You’re paying it forward, aren’t you, by being that one person for budding young dancers?
That’s what I try to do for so many young dancers. There are times when I think, “How can I squeeze this in?” But I know that even if it’s just spending five minutes with someone encouraging them or showing them that someone who cares is here if they need it, that is important. That’s what Susan was for me.
Talk about the lead up to the magnificent debut in “Swan Lake.”
It was quite a process. Kevin started preparing me during the Met season before we knew that I was even going to perform it. He just wanted to start the process so that if the opportunity came, I would be more prepared to fill in for a principle dancer if they got injured or something. And then I think maybe a month later they realized that they were going to have enough shows in Australia to give an opportunity to someone like me. So I started working on ABT’s off time for maybe two or three months before we went on to perform in Australia in September.
First Australia, then the Met. Did it make you a little nervous knowing that that could happen?
Yes. Terrified. (laughing) Being told by Kevin that I was going to learn this role—I mean, it’s so crazy how something can shift so suddenly in your mind. I didn’t envision myself as the swan ever. Being a Black woman, it’s hard to envision yourself in that way. I thought, “What? No, this is not me. I’m not capable.” Then I realized, “This is happening so pull it together! You have to convince yourself that you are going to be this.” It helped that two ABT principal ballerinas, Paloma Herrera and Gillian Murphy, told me, “I’ve always seen you as the swan.”
That’s a tremendous leap for someone to make.

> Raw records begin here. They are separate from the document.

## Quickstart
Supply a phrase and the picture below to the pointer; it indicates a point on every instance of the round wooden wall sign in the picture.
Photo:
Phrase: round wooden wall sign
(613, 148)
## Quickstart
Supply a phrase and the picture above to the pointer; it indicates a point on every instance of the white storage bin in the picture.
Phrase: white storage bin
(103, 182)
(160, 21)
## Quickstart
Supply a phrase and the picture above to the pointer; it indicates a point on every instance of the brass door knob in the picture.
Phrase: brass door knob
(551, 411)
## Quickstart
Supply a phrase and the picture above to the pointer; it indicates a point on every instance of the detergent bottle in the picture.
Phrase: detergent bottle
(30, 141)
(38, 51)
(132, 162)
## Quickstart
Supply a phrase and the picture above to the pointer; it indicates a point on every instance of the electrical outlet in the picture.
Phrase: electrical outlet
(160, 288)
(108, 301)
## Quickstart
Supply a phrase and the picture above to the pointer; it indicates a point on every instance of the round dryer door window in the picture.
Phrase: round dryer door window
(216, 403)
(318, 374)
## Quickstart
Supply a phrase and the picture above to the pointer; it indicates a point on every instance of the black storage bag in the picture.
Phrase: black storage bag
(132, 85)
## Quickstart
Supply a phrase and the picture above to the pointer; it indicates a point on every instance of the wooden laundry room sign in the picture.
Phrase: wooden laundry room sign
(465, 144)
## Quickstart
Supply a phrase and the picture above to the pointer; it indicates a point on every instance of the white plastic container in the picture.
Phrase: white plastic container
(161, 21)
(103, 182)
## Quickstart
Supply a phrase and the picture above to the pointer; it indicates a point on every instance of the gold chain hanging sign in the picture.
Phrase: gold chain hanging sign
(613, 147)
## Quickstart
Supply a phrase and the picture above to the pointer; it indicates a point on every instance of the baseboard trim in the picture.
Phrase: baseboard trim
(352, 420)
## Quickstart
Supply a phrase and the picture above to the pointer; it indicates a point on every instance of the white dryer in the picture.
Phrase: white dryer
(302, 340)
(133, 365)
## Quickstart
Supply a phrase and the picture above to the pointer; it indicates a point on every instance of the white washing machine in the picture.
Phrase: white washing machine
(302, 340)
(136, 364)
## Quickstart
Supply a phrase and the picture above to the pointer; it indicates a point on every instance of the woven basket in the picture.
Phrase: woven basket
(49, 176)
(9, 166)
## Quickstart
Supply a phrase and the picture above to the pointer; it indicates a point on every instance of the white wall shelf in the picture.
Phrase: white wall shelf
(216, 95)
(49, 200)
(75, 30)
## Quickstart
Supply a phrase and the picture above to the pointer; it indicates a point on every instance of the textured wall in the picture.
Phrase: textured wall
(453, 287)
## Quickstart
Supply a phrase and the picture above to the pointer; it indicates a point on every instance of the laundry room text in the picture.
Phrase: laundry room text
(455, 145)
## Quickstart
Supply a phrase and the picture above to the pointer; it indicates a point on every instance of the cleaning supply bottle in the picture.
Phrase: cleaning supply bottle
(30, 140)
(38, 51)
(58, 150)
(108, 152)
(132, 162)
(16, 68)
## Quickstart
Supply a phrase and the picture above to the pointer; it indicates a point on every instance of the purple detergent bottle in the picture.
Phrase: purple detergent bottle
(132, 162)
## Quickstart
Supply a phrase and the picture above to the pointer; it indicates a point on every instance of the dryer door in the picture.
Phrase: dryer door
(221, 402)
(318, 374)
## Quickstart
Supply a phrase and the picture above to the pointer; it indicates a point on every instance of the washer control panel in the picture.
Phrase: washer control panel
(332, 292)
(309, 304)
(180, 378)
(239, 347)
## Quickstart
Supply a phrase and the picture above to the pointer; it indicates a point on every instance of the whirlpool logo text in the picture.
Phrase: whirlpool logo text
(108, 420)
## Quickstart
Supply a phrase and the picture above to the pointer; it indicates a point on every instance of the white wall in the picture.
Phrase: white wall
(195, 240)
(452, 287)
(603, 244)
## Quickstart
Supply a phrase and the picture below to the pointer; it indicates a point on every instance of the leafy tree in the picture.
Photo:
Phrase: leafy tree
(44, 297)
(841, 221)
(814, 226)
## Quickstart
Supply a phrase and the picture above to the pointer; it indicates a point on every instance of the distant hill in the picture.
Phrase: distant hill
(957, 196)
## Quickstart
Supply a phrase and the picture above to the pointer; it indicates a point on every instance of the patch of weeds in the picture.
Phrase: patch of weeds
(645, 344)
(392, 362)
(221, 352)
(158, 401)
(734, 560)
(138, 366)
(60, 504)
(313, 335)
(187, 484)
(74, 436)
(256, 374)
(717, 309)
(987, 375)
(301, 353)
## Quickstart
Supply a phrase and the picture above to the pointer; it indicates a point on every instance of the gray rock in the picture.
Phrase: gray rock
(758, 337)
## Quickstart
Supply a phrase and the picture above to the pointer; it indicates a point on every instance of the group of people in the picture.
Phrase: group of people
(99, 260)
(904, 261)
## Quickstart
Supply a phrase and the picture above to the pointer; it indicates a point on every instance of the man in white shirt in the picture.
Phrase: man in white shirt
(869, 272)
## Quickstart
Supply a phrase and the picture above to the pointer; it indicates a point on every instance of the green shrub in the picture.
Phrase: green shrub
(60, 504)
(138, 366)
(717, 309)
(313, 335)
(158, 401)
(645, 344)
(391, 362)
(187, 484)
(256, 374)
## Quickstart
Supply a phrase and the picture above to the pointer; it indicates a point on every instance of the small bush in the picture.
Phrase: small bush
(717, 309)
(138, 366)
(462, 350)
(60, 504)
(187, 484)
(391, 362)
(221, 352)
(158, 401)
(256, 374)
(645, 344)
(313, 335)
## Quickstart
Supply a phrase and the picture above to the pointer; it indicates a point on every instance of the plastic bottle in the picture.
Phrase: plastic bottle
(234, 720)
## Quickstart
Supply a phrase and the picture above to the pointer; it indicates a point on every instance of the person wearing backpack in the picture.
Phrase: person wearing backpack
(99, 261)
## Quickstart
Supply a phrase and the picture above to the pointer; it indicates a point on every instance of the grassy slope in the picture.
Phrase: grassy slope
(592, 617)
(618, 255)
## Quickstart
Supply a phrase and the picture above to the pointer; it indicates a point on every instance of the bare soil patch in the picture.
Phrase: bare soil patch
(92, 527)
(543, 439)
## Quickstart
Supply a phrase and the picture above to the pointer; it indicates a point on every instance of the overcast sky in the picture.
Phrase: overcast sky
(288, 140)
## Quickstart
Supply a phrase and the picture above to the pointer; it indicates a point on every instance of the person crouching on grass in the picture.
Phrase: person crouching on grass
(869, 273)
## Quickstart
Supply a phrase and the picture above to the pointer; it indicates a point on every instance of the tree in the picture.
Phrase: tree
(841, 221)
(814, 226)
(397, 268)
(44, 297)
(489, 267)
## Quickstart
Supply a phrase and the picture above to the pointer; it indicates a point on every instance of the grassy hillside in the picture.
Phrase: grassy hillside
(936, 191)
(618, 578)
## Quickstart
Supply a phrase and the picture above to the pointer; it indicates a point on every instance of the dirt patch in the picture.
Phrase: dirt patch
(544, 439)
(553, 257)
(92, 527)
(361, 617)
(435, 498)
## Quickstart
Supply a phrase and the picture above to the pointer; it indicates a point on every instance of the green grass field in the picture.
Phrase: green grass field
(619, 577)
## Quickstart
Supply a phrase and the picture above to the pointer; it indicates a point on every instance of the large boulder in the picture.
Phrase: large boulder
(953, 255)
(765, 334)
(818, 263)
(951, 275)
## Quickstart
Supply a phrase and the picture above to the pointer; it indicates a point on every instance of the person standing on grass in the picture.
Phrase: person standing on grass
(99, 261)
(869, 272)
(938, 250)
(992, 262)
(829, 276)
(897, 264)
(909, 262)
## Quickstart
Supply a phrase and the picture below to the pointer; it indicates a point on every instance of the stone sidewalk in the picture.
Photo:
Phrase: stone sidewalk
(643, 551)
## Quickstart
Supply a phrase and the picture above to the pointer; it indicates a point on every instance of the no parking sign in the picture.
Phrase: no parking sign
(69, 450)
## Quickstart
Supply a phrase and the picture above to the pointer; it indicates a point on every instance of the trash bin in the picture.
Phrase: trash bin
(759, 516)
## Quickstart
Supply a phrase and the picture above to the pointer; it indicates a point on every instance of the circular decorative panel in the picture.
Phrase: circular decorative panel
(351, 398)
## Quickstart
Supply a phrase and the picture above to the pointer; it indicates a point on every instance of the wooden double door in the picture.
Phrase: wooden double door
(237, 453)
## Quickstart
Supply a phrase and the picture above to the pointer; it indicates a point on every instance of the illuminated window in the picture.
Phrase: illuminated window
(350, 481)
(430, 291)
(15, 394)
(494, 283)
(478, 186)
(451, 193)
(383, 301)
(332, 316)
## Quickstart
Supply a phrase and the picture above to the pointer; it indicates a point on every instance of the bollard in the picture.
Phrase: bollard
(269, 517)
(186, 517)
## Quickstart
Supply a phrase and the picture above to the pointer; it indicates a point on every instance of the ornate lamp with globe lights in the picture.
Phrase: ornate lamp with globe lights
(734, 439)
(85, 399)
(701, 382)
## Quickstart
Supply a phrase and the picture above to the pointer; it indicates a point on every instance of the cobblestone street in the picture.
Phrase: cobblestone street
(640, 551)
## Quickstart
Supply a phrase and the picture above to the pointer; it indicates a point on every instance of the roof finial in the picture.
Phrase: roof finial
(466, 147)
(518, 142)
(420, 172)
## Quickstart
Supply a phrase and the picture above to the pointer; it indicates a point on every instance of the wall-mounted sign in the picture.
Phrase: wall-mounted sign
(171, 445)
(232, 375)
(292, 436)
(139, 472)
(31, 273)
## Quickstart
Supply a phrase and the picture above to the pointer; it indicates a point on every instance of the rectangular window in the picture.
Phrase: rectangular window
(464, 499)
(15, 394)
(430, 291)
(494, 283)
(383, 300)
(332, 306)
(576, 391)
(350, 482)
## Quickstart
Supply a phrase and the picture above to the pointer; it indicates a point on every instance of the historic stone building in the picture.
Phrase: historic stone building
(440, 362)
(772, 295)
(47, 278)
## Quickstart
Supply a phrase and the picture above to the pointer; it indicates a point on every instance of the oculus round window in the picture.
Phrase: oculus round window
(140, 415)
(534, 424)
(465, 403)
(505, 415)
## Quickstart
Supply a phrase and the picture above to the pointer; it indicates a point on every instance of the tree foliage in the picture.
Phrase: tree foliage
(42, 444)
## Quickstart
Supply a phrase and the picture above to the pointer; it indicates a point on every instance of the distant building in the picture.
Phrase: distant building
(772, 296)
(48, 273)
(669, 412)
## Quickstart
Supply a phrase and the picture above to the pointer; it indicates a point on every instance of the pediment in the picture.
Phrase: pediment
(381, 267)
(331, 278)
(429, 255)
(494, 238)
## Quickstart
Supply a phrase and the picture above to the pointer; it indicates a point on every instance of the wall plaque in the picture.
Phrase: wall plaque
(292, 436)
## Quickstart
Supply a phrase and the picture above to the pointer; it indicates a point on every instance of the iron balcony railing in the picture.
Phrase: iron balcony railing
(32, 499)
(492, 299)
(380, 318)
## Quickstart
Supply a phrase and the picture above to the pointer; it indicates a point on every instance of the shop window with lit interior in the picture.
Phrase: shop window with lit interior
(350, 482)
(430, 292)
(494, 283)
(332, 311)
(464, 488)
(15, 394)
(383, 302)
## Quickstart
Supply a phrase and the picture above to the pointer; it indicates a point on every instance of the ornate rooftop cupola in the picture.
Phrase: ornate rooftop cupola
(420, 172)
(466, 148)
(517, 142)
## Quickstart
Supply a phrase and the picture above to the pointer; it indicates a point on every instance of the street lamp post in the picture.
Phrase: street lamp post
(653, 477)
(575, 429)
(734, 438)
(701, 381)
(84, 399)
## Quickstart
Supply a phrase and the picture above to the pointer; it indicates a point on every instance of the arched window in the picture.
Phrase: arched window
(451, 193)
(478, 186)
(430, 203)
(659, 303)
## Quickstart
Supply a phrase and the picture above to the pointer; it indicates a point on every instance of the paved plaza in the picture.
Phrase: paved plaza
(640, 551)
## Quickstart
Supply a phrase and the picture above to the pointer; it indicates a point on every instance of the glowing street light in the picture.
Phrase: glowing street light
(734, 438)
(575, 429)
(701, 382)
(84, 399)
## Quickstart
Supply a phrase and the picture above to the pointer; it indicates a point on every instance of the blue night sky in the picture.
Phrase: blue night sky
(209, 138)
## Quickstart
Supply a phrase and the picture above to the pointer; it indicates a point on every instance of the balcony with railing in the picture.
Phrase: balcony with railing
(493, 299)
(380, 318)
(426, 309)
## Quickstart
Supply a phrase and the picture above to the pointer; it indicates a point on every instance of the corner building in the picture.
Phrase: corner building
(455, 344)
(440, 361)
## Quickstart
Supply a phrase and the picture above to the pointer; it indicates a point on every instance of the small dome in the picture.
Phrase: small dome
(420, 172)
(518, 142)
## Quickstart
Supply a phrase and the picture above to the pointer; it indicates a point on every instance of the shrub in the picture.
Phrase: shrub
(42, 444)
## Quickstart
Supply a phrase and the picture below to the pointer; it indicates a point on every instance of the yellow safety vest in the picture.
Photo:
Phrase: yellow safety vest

It was. I haven’t had the typical path to become a principal dancer. It’s taken me a lot longer, but when I’ve been given the few opportunities that I’ve had, I feel like I’ve risen to the occasion. Mentally and emotionally, you have to just get to this place where you are in the zone and you’re not thinking about what if I fail or what can go wrong. You have to be determined and just do it. Also, with “Swan Lake,” I tried to enjoy the process. As it was happening, in my mind, as a soloist, I was thinking, “This might be my only opportunity. This may be my one show and I may never be promoted to principal, so I’m going to enjoy this as much as I can.”